In Cina come altrove la nomina dei ministri ha sempre una forte valenza politica, soprattutto se il ministero coinvolto è importante. Gli analisti hanno quindi accolto con grande interesse l’avvento al ministero degli Esteri di Pechino di Qin Gang.
Diplomatico piuttosto giovane (56 anni) per gli standard cinesi, il nuovo ministro ha nel suo curriculum un incarico molto significativo visti i tempi che corrono. E’ stato infatti ambasciatore della Repubblica Popolare a Washington nel 2021-2022. Periodo piuttosto breve, che gli ha comunque consentito di intrecciare buoni rapporti (e soprattutto rapporti diretti) con l’establishment Usa.

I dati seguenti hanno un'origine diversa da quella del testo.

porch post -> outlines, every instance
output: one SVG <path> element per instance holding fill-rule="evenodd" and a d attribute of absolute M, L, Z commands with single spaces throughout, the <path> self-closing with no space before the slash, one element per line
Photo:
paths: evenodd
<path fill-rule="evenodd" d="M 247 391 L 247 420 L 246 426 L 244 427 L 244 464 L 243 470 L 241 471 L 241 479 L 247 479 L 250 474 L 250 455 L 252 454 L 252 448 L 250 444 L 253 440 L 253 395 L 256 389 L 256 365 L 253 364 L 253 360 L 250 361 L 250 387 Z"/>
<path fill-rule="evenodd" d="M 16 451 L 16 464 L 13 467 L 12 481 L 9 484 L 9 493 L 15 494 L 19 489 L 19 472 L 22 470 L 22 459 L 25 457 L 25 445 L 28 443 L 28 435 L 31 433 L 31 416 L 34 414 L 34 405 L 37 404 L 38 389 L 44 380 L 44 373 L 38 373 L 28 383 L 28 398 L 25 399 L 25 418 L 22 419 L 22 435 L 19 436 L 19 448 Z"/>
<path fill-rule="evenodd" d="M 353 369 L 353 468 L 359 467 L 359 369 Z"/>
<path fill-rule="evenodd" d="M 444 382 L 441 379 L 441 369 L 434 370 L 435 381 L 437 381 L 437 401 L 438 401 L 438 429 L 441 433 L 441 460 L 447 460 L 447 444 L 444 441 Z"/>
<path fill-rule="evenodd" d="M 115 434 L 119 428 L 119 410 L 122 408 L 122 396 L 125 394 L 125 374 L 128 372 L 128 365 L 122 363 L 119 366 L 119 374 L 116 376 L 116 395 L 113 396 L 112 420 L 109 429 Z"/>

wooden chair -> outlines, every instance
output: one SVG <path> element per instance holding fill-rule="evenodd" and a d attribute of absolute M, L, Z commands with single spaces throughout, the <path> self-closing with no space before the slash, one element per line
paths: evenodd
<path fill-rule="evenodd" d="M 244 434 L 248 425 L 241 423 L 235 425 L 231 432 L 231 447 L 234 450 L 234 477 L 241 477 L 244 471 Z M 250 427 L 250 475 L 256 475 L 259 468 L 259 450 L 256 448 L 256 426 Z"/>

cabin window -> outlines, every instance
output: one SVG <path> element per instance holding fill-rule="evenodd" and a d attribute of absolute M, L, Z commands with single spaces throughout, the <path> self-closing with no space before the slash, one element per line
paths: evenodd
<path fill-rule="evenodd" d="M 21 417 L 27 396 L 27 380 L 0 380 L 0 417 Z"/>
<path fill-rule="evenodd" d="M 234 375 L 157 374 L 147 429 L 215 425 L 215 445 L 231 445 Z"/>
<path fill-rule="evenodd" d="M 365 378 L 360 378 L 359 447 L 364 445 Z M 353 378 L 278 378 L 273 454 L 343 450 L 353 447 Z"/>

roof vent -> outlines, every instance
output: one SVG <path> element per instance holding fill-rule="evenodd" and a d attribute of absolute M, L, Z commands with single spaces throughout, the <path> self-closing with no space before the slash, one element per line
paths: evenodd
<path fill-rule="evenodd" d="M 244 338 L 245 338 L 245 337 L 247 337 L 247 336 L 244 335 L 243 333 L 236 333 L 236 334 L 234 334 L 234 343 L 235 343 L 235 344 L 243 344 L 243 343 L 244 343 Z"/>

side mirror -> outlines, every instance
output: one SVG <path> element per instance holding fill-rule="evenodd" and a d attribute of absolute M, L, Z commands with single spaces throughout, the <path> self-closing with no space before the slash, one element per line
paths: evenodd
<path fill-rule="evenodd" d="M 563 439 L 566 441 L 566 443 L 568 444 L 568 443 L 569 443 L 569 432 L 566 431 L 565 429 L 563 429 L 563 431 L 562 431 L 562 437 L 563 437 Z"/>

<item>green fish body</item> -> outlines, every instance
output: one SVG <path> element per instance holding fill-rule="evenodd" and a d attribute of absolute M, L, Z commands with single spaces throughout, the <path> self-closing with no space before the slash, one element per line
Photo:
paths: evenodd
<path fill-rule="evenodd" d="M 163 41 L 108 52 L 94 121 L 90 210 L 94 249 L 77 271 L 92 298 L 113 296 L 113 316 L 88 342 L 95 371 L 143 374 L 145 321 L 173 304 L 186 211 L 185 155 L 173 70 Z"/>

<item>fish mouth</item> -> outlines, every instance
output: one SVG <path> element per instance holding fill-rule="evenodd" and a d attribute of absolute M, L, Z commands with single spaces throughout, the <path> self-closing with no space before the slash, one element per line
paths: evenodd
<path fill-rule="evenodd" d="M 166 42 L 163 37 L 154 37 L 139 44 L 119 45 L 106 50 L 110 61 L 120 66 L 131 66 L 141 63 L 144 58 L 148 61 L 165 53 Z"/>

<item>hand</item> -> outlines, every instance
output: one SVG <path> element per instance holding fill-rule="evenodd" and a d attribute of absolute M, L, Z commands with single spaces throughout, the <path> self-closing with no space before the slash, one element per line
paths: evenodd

La portata politica della nomina

La notizia non è certo di poco conto. Prima di lasciare l’ambasciata cinese nella capitale statunitense, Qin Gang ha ritenuto opportuno congedarsi dagli americani con un editoriale sul “Washington Post”, nel quale ha citato una frase piuttosto sibillina del poeta T.S. Eliot: “La fine è il punto da cui partiamo”.
Naturalmente sono subito fioccate le interpretazioni che, come sempre accade in questi casi, divergono tra loro. La più accreditata è che, con questa nomina, Xi Jinping, uscito trionfatore dal XX congresso del Partito, abbia voluto lanciare un segnale di distensione a Biden e al mondo politico Usa in genere.

Un uomo di Xi Jinping

Si noti innanzitutto che il nuovo ministro non avrebbe potuto ottenere la nomina se non fosse vicino al segretario, che ormai controlla totalmente il Politburo e tutti gli organi decisionali del Partito/Stato. In secondo luogo, sembra ovvio che Xi, con questa mossa, abbia voluto dire agli americani – e all’intero Occidente – che la Repubblica Popolare intende migliorare i rapporti, soprattutto economici, con i Paesi occidentali.

Disastro putiniano e Covid

I dirigenti cinesi stanno assistendo con un misto di ira e di frustrazione al disastro putiniano in Ucraina, e cercano ora di migliorare i rapporti con le nazioni occidentali che da sempre rappresentano il loro miglior partner economico e commerciale. Il cosiddetto patto di “amicizia senza limiti” con Putin ha messo a serio rischio le relazioni della Repubblica Popolare con Usa e Ue.
Se rammentiamo anche gli enormi danni provocati dalla pandemia e dalla politica del “Covid zero”, alla quale Xi ha rinunciato, con una vera e propria giravolta, solo il mese scorso, è evidente che la Cina ha urgente bisogno di far ripartire un’economia che ora è in affanno.

Ripresa cinese via Usa ed Europa

Per ottenere tale risultato la Russia di Putin serve a poco, considerata la modestia dei reciproci scambi economici e commerciali. Servono, invece, gli Stati Uniti e i principali Paesi dell’Unione Europea, Italia inclusa, che hanno con Pechino forti legami nel settore dell’import/export.

In questo senso, avere un ministro degli Esteri che conosce bene Washington e le principali capitali occidentali serve molto, a Xi e al nuovo gruppo dirigente che lo circonda, per far ripartire il Paese. Senza scordare che, nella nomenklatura cinese, il ministro degli Esteri occupa una posizione di primissimo piano, come già avveniva con Zhou Enlai ai tempi di Mao.